2) The error message is useless, as we've seen in this discussion and many similar ones over the years about this. It simply tells you where the program couldn't proceed, not why. LO should check the RAM data and be able to provide an actual warning/error. At least put a "Out of RAM?" in the popup window.

3) LibreOffice should be able to use the swap memory for this when the RAM isn't available. I set up 32GB of swap memory and LO refused to use any of it when saving the file and throwing the errror.
Comment 8 JoshYang 2023-11-07 13:05:59 UTC
By the way, this "They have mainly been closed as worksforme at some point, though." is not acceptable. Bugs are not bugs simply because you can't reproduce them.
I can't believe this is your logic and makes me question if it makes sense to keep donating to a project when this is the level of thinking devs use.
Comment 9 Buovjaga 2023-11-07 13:10:44 UTC
(In reply to JoshYang from comment #8)
> By the way, this "They have mainly been closed as worksforme at some point,
> though." is not acceptable. Bugs are not bugs simply because you can't
> reproduce them.
> I can't believe this is your logic and makes me question if it makes sense
> to keep donating to a project when this is the level of thinking devs use.

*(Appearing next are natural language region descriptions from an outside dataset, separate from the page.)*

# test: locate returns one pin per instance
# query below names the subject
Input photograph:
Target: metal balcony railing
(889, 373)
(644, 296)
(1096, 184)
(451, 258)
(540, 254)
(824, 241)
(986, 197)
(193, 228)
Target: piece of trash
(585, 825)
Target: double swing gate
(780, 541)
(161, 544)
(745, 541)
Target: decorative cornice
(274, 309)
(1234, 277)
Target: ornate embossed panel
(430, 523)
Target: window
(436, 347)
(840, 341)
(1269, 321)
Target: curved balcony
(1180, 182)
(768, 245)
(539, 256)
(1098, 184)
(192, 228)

Why would it be unacceptable for the reporters to close their own reports, if the problems have disappeared?
Comment 10 JoshYang 2023-11-07 13:18:07 UTC
I misread your message as you changing the label to worksforme, ignore it.
Comment 11 rvmanza 2024-02-28 15:32:03 UTC
Created attachment 192847 [details]
Screenshot 1 of the bug on LibreOffice 24_2_0 on an Intel Mac
Comment 12 rvmanza 2024-02-28 15:32:18 UTC
Created attachment 192848 [details]
Screenshot 2 of the bug on LibreOffice 24_2_0 on an Intel Mac
Comment 13 rvmanza 2024-02-28 15:39:33 UTC
After reading the comments I think I am affected by exactly the same bug commented in this entry.

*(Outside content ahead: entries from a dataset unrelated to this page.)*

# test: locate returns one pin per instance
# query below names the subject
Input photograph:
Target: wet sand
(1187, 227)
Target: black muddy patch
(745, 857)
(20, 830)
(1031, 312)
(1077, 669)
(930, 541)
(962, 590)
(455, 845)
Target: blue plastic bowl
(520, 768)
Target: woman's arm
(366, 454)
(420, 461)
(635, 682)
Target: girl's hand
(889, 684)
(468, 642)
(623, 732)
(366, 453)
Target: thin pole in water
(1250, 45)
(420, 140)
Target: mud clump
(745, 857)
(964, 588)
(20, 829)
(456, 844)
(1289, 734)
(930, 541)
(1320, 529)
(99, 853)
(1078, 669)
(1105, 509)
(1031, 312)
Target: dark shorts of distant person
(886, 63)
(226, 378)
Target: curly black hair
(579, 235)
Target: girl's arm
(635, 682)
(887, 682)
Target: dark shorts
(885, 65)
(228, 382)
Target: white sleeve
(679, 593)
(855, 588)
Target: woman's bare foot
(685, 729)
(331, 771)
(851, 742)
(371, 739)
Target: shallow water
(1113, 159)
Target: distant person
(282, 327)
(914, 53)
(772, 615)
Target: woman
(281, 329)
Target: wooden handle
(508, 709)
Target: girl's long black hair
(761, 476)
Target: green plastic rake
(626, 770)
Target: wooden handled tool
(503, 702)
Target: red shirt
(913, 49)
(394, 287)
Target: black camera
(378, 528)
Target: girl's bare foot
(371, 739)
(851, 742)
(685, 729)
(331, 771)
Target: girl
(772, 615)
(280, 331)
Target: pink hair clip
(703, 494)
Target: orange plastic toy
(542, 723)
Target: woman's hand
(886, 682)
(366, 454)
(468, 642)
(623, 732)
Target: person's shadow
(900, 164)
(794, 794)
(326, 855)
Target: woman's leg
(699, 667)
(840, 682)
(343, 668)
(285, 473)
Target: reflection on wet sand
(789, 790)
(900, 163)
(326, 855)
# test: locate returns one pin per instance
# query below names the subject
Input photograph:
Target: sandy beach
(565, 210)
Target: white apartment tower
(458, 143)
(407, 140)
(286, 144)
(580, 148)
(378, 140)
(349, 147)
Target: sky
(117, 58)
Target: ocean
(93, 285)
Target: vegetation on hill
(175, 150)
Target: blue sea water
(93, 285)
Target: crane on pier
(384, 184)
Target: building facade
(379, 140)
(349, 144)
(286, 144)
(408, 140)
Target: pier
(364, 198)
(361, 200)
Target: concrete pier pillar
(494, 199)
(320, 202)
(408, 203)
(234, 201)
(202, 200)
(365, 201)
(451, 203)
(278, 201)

I am using LibreOffice 24.2.0 on an Intel Mac.

The main difference with the comments posted so far is:
-I am able to reproduce the issue without any problems. I just open the document, add a bit of text or an image and bam! the bug appears. So no problem reproducing it.
-I am using lots of images in my document but the document is not huge (170 pages or so).
-The document has many images but not thousands, maybe around 150 or so images.
-The images are not very big. It's usually small images of sometimes 300 kbs, sometimes even less.
-The final document is not huge. I mean it is a 20 Mb document, which is a lot. But it is not 200 Mb.

-One thing is common with the comments commented so far: When I check the memory LibreOffice is using a huge amount of memory, more than 1 Gb, even 2 Gb sometimes. This doesn't make sense to me as the images are small. Even all the images combined cannot make more than 50 Mb or so... so where those 2 Gb come from?

I think unfortunately I will have to stop using LibreOffice and come back to LyX. I did the same document with LyX in the past and no issues at all. I just wanted to use a more WYSIWYG tool this time for the 2nd revised edition but it seems to me it is not possible :(

(If a developer wants to have the document for tests I have no problems to give it, it's a work that when finished will be published for free on the internet so... feel free to msg me for a copy of it to test the bug)
Comment 14 JoshYang 2024-02-28 15:48:26 UTC
I still think this is a RAM issue.
Still, LibreOffice must address this:
1) Provide actually descriptive error message
2) Don't copy the entire file content to RAM when saving, update the output file in chunks. Otherwise you're limiting max file size to max available RAM.

The reason I think this is still a RAM issue:
1) You did not mention what format the image files you imported into LO were. It's very possible they are stored uncompressed in the file or RAM
2) You did not provide your system specs. If you have small amount of RAM storage and small amount of free RAM, even 50 images could cause you to exceed it. Check your available RAM with (A) LO closed, (B) LO open with an empty file, (C) LO open with the file that causes the issue, (D) during saving the file that causes the issue.